В коридоре меня провожала мама девушки:
– Я вас очень благодарю. Правда, очень.
– Да не стоит это такой благодарности. Я просто приходил поговорить.
– Нет-нет, не скромничайте. Я сейчас из-за двери слышала обрывки фраз. Вы с ней так быстро говорили! Поразительно!
– Теперь готовьтесь к сотням интервью иностранным изданиям.
– Это еще слишком далеко. Но, надеюсь, всё получится, спасибо.
– И я надеюсь. Вам тоже большое спасибо.
Всю дорогу в общагу я думал о том, какой же всё-таки выбор сделает Аня. Эмоции в таком возрасте зашкаливают и берут верх над рациональным мышлением. С другой стороны, за время нашего общения я неплохо узнал девушку и понимал, насколько дорога для нее мечта – победа на Олимпийских играх. Оставалось верить, что она сама вспомнит об этом, а парень, если там действительно какое-то большое чувство (хотя поведение говорило об обратном), будет как-то мириться с обстоятельствами.
На спортивной «коробке» около общежития, которая в зимнее время должна была быть хоккейной, а в летнее – волейбольной, как всегда независимо от сезона играли в футбол. Меня окликнул вратарь одной из команд, это был мой сосед, постоянно живущий у девушки. Оказалось, что он приехал попить пива, но внезапно, увидев гоняющих мяч парней, так захотел сыграть в футбол, что сразу же вошел на площадку в чем был – джинсах и новых модных кедах. Сквозь металлическую сетку он делился впечатлениями:
– Года четыре не играл! А тут вдруг как приспичило! Давай переодевайся и выходи.
Вдруг мне тоже очень захотелось пробежаться по резиновому покрытию в своих старых бутсах, попинать мяч и встретить сумерки на футбольном поле.
В тот вечер всё так и вышло. И никакого пива не надо было. Только пятилитровая бутылка воды на всех игроков обеих команд. Тело наполнилось приятной усталостью, а в голове царила полная гармония разума и чувств. «Всё же спорт, кроме физической составляющей, определенно несет в себе какой-то глубокий ментально-эмоциональный смысл», – подумалось мне.
Через несколько дней я получил электронное письмо с незнакомого адреса.
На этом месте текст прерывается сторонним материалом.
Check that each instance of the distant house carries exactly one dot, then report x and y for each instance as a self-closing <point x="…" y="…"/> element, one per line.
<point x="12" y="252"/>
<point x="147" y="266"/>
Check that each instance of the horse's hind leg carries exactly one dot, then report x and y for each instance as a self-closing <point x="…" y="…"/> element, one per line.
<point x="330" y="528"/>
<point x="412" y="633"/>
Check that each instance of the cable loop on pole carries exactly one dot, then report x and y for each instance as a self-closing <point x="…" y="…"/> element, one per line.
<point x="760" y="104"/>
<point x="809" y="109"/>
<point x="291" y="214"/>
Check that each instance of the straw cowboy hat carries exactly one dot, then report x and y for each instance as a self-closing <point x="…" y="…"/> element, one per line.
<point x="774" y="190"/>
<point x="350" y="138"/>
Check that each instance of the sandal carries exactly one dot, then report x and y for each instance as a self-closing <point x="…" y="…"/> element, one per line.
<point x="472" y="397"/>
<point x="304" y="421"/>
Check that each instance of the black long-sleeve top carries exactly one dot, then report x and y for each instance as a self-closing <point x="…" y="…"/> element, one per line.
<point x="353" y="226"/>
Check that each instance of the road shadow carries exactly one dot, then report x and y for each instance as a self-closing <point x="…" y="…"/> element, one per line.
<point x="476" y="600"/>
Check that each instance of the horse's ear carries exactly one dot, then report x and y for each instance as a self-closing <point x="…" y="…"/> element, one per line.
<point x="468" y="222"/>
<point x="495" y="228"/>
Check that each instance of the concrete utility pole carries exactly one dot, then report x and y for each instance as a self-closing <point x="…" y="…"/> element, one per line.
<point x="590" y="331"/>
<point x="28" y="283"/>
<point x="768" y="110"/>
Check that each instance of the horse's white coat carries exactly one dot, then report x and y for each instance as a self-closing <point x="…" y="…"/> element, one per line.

В нем была фотография Ани на фоне моря и подпись: «On the seaside in Andalusia. Thank you!»[13]
10. В универе
Опубликовано: на этой неделе
Играет: AFI «Summer Shudder»
А потом пришла пора самого страшного периода учебного года – время экзаменов. Летняя сессия в отличие от зимней была серьезной проблемой. Ну, точнее, для тех, кто весь семестр занимался так, как подобает, никакой проблемы, конечно, не было. Для большинства же людей из моего круга общения предстоял месяц тяжелых испытаний. Главное отличие июньских экзаменов от февральских заключалось в том, что они закрывали десятимесячный академический курс, а не носили «проходной» характер, как зимние, располагавшиеся на «полпути».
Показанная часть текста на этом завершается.